On the other hand, however, if I reduce the property number to 2, it works fine. See code below.

func sort2<Value,
           Property1: Comparable,
           Property2: Comparable>(
    _ a: Value,
    _ b: Value,
    prop1: KeyPath<Value, Property1>,
    comparator1: (Property1, Property1) -> Bool,
    prop2: KeyPath<Value, Property2>,
    comparator2: (Property2, Property2) -> Bool
) -> Bool {
    let aProp1 = a[keyPath: prop1]
    let bProp1 = b[keyPath: prop1]
    if aProp1 != bProp1 {
        return comparator1(aProp1, bProp1)
    }

    let aProp2 = a[keyPath: prop2]
    let bProp2 = b[keyPath: prop2]
    return comparator2(aProp2, bProp2)
}

struct Foo {
    static func sort(_ lhs: Self, _ rhs: Self) -> Bool {
        sort2(lhs, rhs,
              prop1: \.a, comparator1: <,
              prop2: \.b, comparator2: <)
    }

    var a: Int
    var b: Int

    init(_ value: Int) {
        (a, b) = (value, value)
    }
}

let foos = [Foo(2), Foo(1)]

let sorted = foos.sorted(by: Foo.sort)
print(sorted)

I wonder why such a difference? Is it a bug? I'm using XCode 14.1, which has Swift 5.7.1.

1 Like

It looks like the type system was struggling to resolve the base type of the Keypaths. Annotating them explicitly with Foo (or even Self) resolves the slow compile time.

2 Likes

Can you file this as an issue on GitHub - apple/swift: The Swift Programming Language? This is a great reduced test case.

1 Like

Done. It's issue 62356.

BTW, the example code in my original post has typos in sort4() params. It's not intentional and is not required to reproduce this issue. I have fixed the typos in the bug report on GitHub.

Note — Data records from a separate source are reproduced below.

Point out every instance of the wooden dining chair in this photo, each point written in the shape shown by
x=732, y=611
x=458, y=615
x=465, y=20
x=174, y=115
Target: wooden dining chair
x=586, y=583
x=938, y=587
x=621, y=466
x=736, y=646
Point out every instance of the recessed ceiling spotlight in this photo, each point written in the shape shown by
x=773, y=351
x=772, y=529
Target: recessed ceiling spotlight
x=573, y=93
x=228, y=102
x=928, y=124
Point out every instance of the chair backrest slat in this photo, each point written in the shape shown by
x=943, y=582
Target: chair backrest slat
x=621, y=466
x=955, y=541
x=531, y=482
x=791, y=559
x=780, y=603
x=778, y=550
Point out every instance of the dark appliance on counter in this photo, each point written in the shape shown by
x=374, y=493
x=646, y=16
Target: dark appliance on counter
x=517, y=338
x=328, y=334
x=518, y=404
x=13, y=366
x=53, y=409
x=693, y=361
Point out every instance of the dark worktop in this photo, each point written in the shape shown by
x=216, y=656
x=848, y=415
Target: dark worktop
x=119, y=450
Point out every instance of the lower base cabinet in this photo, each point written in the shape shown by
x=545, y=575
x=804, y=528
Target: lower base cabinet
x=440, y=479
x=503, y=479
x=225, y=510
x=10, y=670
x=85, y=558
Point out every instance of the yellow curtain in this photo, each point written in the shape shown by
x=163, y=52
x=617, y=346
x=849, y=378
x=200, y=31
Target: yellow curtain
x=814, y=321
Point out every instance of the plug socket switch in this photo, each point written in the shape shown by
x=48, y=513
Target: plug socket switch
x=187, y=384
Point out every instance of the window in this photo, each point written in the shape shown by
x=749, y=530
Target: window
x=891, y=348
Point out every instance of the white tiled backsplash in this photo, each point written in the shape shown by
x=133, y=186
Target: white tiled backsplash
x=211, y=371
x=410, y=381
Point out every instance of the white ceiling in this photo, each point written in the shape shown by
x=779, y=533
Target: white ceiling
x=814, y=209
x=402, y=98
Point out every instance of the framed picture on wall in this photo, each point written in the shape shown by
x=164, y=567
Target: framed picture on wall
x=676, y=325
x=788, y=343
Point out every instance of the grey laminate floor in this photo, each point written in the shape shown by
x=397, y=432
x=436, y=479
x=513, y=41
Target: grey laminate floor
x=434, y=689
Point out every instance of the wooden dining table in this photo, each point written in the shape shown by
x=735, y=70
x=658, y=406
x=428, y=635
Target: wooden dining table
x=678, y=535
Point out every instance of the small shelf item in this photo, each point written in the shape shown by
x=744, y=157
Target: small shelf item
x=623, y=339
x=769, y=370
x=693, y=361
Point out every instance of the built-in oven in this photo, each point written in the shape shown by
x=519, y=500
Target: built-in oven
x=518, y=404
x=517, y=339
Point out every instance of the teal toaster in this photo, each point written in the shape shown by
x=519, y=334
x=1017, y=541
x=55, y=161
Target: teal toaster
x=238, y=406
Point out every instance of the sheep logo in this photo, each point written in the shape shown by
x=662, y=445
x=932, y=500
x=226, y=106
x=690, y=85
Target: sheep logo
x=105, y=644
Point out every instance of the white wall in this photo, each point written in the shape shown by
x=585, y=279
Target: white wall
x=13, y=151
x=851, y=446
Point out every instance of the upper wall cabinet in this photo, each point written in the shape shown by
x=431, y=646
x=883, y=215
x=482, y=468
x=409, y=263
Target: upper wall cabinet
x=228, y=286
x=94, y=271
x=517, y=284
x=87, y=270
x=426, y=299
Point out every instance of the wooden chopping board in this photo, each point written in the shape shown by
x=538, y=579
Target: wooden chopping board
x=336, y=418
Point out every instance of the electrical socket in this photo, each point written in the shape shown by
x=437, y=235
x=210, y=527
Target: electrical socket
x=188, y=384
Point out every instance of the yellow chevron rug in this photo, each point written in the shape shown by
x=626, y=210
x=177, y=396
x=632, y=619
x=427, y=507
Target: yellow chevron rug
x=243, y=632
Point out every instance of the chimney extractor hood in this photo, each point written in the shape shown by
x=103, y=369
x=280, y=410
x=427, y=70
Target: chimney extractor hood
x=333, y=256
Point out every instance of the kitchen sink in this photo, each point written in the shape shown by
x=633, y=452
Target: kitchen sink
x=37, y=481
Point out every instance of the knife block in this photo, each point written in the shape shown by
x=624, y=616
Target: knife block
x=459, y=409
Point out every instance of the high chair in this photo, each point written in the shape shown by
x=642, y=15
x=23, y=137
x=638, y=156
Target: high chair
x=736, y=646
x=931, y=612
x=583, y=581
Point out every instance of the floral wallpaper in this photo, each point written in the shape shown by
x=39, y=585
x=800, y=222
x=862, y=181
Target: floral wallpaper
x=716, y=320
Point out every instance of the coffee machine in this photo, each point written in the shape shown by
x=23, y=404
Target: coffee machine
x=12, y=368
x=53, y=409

Thanks. It works. I also suspected it was related to type inference and I actually tried it when investigating the issue in my app's code, but unfortunately there were multiple places in my code written this way and I only modified one place so I didn't realize it worked. I have added your workaround to the bug report.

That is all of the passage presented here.